Rebates are a key feature of good energy efficiency policy, to avoid the
Jevons Paradox. Now
two clever law professors have suggested using the same idea to make a gas tax palatable:
Here is how it would work: Suppose you are the average driver, driving 12,000 miles a year in a 15 miles-per-gallon car. A $2 per gallon tax would cost you $1,600 a year. You would be unhappy about that. Sure, you would drive less if taxed and next time you would buy a car with better petrol mileage. But you would be so annoyed at the tax that you would not forgive your congressman for voting for it. But if you got a $1,600 cheque or a visible rebate on your taxes, you would understand that you were even: you might even think that with a little life adjustment, you could beat the game and come out ahead.
Your rebate would not change if you used less petrol. So you would have an incentive to keep some of that $1,600 by driving a little less often in a more fuel-efficient car. The country would import that much less oil, produce less carbon dioxide and get that much more freedom to manoeuvre in the international arena.
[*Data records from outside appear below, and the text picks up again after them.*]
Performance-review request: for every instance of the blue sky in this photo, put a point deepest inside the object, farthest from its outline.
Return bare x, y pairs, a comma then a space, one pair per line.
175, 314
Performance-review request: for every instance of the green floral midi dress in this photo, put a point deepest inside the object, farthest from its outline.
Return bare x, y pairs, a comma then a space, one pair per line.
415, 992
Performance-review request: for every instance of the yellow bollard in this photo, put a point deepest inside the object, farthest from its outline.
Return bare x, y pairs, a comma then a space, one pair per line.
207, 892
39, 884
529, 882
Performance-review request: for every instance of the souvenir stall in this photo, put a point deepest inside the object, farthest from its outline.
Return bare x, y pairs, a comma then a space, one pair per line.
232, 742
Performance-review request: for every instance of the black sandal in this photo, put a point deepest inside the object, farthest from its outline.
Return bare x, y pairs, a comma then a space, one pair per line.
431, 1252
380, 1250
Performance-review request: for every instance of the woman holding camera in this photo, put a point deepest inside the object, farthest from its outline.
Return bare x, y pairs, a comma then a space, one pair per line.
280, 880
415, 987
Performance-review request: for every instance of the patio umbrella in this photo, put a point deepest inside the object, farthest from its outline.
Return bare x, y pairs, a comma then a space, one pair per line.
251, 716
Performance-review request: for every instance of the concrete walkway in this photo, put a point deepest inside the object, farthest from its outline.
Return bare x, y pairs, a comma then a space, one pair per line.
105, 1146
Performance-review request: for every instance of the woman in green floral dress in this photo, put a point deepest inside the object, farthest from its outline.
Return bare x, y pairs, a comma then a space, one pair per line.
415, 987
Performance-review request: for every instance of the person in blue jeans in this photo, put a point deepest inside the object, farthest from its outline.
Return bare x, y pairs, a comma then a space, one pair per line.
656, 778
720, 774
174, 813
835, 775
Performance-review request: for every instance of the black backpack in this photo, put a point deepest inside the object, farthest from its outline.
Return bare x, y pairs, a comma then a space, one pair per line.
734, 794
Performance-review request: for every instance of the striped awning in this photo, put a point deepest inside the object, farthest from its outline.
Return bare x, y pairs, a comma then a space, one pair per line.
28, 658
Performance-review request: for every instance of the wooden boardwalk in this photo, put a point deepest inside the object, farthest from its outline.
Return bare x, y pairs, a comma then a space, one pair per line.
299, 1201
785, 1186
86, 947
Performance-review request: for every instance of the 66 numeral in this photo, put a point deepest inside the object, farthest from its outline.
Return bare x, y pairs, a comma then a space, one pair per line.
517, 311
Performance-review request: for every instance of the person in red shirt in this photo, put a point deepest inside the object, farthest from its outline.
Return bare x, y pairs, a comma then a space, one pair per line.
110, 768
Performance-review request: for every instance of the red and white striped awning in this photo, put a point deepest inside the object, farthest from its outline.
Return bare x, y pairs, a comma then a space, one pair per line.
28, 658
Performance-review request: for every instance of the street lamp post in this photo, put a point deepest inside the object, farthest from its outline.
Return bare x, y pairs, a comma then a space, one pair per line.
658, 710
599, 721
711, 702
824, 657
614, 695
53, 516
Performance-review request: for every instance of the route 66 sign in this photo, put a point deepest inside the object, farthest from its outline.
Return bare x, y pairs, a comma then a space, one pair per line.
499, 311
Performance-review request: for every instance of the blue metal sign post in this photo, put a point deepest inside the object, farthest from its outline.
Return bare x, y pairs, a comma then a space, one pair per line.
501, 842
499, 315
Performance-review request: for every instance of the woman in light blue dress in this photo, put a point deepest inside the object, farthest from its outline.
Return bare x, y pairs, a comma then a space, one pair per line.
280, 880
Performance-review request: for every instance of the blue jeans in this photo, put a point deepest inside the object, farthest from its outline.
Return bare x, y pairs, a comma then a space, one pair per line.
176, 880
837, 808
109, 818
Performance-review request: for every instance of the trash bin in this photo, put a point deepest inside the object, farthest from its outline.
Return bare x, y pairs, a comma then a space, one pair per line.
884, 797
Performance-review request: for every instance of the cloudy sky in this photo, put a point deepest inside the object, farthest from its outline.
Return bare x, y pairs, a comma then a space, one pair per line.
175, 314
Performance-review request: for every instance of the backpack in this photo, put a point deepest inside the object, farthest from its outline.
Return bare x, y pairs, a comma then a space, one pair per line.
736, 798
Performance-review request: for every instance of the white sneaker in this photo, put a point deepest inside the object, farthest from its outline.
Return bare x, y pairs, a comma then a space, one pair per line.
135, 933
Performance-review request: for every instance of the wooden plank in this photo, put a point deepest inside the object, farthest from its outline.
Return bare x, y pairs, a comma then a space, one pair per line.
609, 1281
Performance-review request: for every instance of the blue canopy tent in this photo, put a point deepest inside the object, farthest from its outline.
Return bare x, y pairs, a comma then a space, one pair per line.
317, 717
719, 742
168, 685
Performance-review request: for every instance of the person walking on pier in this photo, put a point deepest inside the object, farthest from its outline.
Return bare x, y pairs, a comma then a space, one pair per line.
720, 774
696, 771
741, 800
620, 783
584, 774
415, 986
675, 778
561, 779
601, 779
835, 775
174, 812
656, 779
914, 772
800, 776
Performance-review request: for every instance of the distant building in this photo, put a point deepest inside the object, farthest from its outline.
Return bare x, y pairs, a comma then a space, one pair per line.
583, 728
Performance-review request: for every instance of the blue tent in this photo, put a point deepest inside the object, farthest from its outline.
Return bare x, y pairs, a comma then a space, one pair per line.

I think that is quite clever. Jay Yarow thinks we should just
tell the truth:
Why does everything have to be so complicated? Here's a much simpler solution. Tell the public that the roads are falling apart and public transit is screwed because the tax collected from gas is too low to cover those expenses. We can keep racking up debt to pay for these expenses, or we can raise the tax on gas to cover our costs.
I'm going to flat out assert there's no amount of straight talk that would make a straight gas tax politically feasible. I could see rebates doing the trick, although it won't be as simple as it sounds. Or, of course, we could make cap-and-trade a
de facto gasoline tax by giving free allowances to power generators and forcing refiners to buy theirs on the market.